Kirsten Kötter

Zu den Arbeiten von Enrico David, Emily Wardill und Hervé Guibert

"Destroyed Men Come and Go" von Enrico David. "Identical" von Emily Wardill. "This and More" von Hervé Guibert, KW Institute for Contemporary Art – Kunst-Werke Berlin,

Die KW haben drei neue Ausstellungen auf drei Etagen. Und auf alle drei Ausstellungen reagiere ich sofort mit starken Gefühlen.

Im Erdgeschoss bin ich allein mit den Skulpturen von Enrico David. Sie liegen und stehen auf dem Beton in der großen Halle. sie sind nicht besonders groß. Um sie rum viel Raum. Sie sind abstrakt und dann doch nicht. Sie haben kleine Köpfe, immaterielle Körper, die fast verschwinden. Giacometti kann einem sofort in den Sinn kommen. Sie sind ästhetisch, haben eine Nähe zu Design. Sie wirken wie in Bewegung, im Prozess.

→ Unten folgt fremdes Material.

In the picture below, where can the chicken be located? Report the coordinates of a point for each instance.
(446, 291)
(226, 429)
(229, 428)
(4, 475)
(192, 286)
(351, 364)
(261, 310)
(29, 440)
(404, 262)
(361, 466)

Ich schaue und schaue und schaue noch einmal. Eine Ausstellung, wo ich einfach schauen kann. Wo ich aber nur schreiben könnte, wenn ich direkt vor den Skulpturen säße. Um die Skulpturen zu beschreiben. Und warum sollte ich das tun? Jede und jeder sollte lieber schauen, statt meinen Text zu lesen.

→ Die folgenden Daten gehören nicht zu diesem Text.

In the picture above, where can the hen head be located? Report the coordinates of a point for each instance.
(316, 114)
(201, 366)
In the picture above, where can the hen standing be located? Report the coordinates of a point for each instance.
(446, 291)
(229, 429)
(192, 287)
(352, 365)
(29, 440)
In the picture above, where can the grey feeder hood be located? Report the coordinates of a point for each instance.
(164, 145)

Ich zeichne die Skulpturen mit einem dünnen schwarzen Filzstift. Das geht sehr gut. Ich wäre nicht überrascht, wenn die Skulpturen aus solchen Zeichnungen entwickelt worden wären. So kann ich sie ein bisschen mitnehmen. Und vergesse sie nicht so schnell.

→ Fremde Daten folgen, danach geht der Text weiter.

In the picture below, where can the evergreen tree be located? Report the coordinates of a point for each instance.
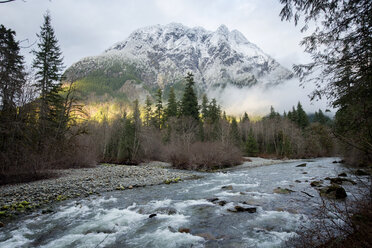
(234, 133)
(245, 117)
(171, 110)
(189, 105)
(204, 108)
(302, 118)
(148, 111)
(214, 111)
(48, 66)
(251, 146)
(12, 76)
(159, 109)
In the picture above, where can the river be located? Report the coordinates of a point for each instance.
(193, 213)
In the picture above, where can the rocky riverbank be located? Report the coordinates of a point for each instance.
(74, 183)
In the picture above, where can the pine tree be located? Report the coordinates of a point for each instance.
(234, 133)
(189, 105)
(12, 76)
(251, 146)
(148, 111)
(48, 66)
(159, 109)
(302, 118)
(204, 108)
(171, 110)
(245, 117)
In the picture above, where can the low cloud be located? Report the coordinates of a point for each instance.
(257, 100)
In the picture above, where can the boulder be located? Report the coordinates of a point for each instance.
(183, 230)
(227, 187)
(280, 190)
(301, 165)
(334, 191)
(360, 172)
(316, 183)
(243, 209)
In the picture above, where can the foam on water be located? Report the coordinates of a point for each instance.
(163, 238)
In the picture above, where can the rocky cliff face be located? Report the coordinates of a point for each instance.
(162, 55)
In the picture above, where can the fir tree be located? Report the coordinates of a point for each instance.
(12, 76)
(234, 133)
(159, 109)
(245, 117)
(48, 66)
(148, 111)
(302, 118)
(189, 105)
(251, 146)
(171, 110)
(204, 108)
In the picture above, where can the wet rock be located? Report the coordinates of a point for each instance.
(301, 165)
(228, 187)
(360, 172)
(280, 190)
(207, 236)
(316, 183)
(339, 180)
(334, 191)
(243, 209)
(47, 211)
(183, 230)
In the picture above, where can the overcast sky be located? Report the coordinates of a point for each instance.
(88, 27)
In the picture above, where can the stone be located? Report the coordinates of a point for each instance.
(228, 187)
(207, 236)
(280, 190)
(243, 209)
(334, 191)
(301, 165)
(360, 172)
(183, 230)
(316, 183)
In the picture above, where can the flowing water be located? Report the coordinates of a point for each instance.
(121, 218)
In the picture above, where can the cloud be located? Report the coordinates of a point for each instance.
(258, 99)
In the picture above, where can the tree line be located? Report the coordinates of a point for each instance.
(38, 130)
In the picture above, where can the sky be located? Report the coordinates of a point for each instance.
(88, 27)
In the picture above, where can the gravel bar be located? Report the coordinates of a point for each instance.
(75, 183)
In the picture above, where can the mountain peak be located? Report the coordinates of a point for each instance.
(163, 54)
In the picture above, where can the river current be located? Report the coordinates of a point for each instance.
(192, 213)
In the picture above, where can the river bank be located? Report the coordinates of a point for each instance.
(24, 198)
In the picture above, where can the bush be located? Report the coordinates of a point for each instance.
(203, 156)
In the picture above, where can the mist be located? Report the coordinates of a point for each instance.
(256, 101)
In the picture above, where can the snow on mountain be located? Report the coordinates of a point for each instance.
(163, 54)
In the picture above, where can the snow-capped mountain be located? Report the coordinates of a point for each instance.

Dann gehe ich in den 2. Stock zu der Arbeit von Emily Wardill. Vor der Tür zwei KW-Mitarbeiter. Ich gehe in den dunklen Raum zuerst zur von hinten beleuchteten Informationstafel, froh über das Licht hinter der Eingangstür. Und die KW-Leute schließen die Tür mit einem Rumms. In mir steigt sofort Panik auf. Wird die Tür wieder aufgehen? Oder bin ich eingeschlossen? Es riecht auch komisch in dem Raum. Wie beim Zelten in Andalusien mit Heike sage ich mir: Nein, Du hast nur Platzangst. Du bildest Dir alles nur ein. (Damals sagte ich mir noch: Es ist nur Einbildung, dass Du denkst, die Zeltplane läge auf Deinem Gesicht. Worauf sich aber heraus stellte, dass es keine Einbildung war.) Ich lese weiter. Ich höre einen Sound und gehe in den Raum und finde dort zwei große Bildschirme. Meine ersten Bilder, die ich sehe, wirken wie ein Filmausschnitt, wenn ich es noch richtig erinnere, sprechen ein junges Mädchen und ein älterer Mann in einem Auto. Dieses Bildmotiv ist eigentlich das angenehmste von allen, die ich noch schaue. Aber trotzdem entwickele ich sofort eine Abneigung gegen das Motiv. Es währt nicht lange, und es folgen andere. Alle mag ich nicht. Ich nehme mir vor, vier verschiedene Bildmotive durchzuhalten, damit ich etwas beurteilen kann. Ich weiß nicht mehr, ob ich vier geschafft habe oder nur drei. Mein letztes Motiv zeigt einen Mann und eine Frau nackt auf einem Bett. Vielleicht sind es auch Puppen. Die Perspektive der Körper ist extrem verzerrt. Eine ganz seltsame Räumlichkeit entsteht, in der keine Vorhersagen von Größe, Raum und Entfernung möglich sind. Es wirkt auf mich falsch, schlecht. Die Menschen oder Puppen schlagen sich oder werden geführt zum Schlagen. Die Szene dauert sehr lange. Hier steige ich endgültig aus. Ich sage mir, dass ich meinem Gefühl folgen möchte und verlasse unmittelbar den Raum. (Die Tür geht ohne Problem auf.)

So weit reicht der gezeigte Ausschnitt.